Weltgebetstag der Frauen: Elke Gehrling hat mit einem kleinen Team eine Ausstellung vorbereitet

Seit mehr als 100 Jahren wird weltweit, immer am ersten Freitag im März, der Weltgebetstag der Frauen begangen – in diesem Jahr unter komplett anderen Vorzeichen.

Winterlingen. Jedes Jahr steht einen anderes Land im Mittelpunkt am Weltgebetstag der Frauen – diesmal ein nur wenig bekanntes: die Inselrepublik Vanuatu im Südpazifik, östlich von Australien. Zur Vorbereitung des Gebetstags am 5. März hat Elke Gehrling, Gemeindereferentin der katholischen Seelsorgeeinheit Straßberg-Veringen, zusammen mit engagierten Unterstützern in der katholischen Pfarrkirche St. Gertrud in Winterlingen eine Ausstellung aufgebaut. Der Weltgebetstag der Frauen wird freilich ökumenisch begangen, alljährlich am ersten Freitag im März.

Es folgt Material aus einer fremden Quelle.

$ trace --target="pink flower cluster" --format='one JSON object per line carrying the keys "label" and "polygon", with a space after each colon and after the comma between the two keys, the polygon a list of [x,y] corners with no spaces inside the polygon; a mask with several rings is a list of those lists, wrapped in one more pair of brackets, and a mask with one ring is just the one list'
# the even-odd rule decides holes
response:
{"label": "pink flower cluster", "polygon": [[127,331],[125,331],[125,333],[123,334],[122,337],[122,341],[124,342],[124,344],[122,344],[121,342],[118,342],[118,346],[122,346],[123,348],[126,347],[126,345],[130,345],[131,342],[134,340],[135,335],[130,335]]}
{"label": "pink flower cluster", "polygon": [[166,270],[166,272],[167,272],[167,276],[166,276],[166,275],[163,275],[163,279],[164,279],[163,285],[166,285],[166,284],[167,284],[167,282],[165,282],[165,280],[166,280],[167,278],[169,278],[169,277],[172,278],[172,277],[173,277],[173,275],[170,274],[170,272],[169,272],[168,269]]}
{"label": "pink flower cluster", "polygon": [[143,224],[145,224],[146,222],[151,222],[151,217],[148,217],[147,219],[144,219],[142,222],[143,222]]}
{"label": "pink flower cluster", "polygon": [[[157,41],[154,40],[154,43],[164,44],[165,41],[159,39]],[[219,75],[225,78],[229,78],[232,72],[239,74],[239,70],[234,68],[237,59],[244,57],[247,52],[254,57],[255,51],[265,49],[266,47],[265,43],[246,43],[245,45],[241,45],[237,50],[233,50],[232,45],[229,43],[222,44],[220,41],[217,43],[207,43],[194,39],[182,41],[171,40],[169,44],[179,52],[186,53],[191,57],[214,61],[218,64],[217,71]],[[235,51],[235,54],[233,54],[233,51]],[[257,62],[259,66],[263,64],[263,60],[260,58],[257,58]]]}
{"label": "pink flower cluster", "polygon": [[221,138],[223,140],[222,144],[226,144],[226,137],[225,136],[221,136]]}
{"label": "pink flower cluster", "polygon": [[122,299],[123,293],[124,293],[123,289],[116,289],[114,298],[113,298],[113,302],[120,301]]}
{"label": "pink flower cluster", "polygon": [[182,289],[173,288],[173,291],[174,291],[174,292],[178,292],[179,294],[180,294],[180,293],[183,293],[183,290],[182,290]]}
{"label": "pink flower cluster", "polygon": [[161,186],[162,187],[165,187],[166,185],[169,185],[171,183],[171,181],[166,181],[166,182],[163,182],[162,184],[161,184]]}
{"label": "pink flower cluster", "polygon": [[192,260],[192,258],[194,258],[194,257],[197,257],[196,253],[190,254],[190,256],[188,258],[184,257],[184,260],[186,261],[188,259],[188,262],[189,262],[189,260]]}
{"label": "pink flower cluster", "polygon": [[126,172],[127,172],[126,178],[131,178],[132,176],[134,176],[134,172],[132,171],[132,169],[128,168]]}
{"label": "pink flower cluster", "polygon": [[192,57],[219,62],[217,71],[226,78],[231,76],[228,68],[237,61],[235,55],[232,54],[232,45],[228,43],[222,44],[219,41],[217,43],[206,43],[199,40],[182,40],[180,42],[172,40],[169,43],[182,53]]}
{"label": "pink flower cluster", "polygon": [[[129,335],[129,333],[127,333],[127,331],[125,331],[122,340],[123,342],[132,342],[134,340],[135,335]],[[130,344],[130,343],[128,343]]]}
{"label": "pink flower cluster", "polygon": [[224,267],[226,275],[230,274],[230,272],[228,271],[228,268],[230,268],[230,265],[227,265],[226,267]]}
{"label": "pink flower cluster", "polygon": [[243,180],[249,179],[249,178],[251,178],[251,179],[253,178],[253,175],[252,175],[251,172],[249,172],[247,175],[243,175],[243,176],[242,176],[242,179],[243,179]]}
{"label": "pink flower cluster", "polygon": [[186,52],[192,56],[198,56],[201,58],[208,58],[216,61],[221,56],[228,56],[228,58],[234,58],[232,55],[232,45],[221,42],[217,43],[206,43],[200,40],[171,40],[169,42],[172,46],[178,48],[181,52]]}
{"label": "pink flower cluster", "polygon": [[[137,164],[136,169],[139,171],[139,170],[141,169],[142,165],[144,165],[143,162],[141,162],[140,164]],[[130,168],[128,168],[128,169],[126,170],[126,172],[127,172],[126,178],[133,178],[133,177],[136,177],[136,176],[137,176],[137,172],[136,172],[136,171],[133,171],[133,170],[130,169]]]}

Eigentlich ist Vanuatu ein Südseeparadies mit exotischen Fischen, Korallenriffen und Traumstränden, hinter denen artenreiche tropische Regenwälder gedeihen. Allerdings sieht die Kehrseite des Paradieses für die etwa 300 000 überwiegend christlichen Bewohner auf den 83 Inseln anders aus: Vanuatu ist das Land, das am stärksten unter den Folgen des Klimawandels durch den immer stärker steigenden Meeresspiegel zu leiden hat – das Heimatland der Bewohner versinkt buchstäblich im Ozean. Hinzu kommen verheerende Wirbelstürme, die dort immer häufiger auftreten, und die Zerstörungen durch Erdbeben oder durch Vulkanausbrüche.

Ein großes Problem darüber hinaus ist die allgegenwärtige Gewalt gegen Frauen und die daraus resultierende Forderung nach mehr Gerechtigkeit, Frieden und die Respektierung der Rechte von Frauen und Mädchen.

Zum ökumenischen Weltgebetstag haben Christinnen der Republik Vanuatu Texte und Gebete für einen Gottesdienst verfasst, der rund um den Globus, über Länder- und Konfessionsgrenzen hinweg, gefeiert werden soll.

In Vorbereitung zu diesem Gottesdienst, der am 5. März ab 20 Uhr in der katholischen Kirche St. Verena in Straßberg zelebriert wird, hat Gemeindereferentin Elke Gehrling eine Ausstellung konzipiert, die ab sofort täglich von 8 bis 18 Uhr in der katholischen Kirche in Winterlingen unter Einhaltung der Abstands- und Hygieneregeln zu sehen ist.

An acht informativ und zugleich kreativ gestalteten Stationen wird – ausgehend von der problematischen Situation in Vanuatu – die Frage gestellt: "Worauf bauen wir?"

Auf der Suche nach dem "Roten Faden" für das Leben wird nicht nur über dieses Land "am Ende der Welt" – von Deutschland aus gesehen – berichtet, sondern Besucher werden auch mit wesentlichen Fragestellungen für das eigene Leben konfrontiert: "Was ist der ›Rote Faden‹ in meinem Leben?" und "Wer oder was hilft mir, den ›Roten Faden‹ im Leben wieder zu finden?" Im Hinblick auf die gravierenden Folgen des Klimawandels für Vanuatu wird dabei auch der Lebensstil hierzulande hinterfragt.

An einigen der Stationen könnten Besucher auch meditativ ein rotes Fadenstück um den Finger wickeln und mitnehmen, damit die wichtigsten Fragestellungen für ihr eigenes Leben nicht allzu schnell wieder aus dem Blickfeld geraten, erklärt Elke Gehrling. Unterstützung bei der Realisierung der Ausstellung hat sie bei Petra und Harald Fischer, Birgit Windbacher und Bärbel Griesinger gefunden.

Die Organisatoren weisen darauf hin, dass die Veranstaltung zwar "Weltgebetstag der Frauen" heißt, dennoch aber auch Männer – selbstverständlich – sowohl zum Besuch der Ausstellung in Winterlingen als auch zum Gottesdienst am 5. März in Straßberg eingeladen sind.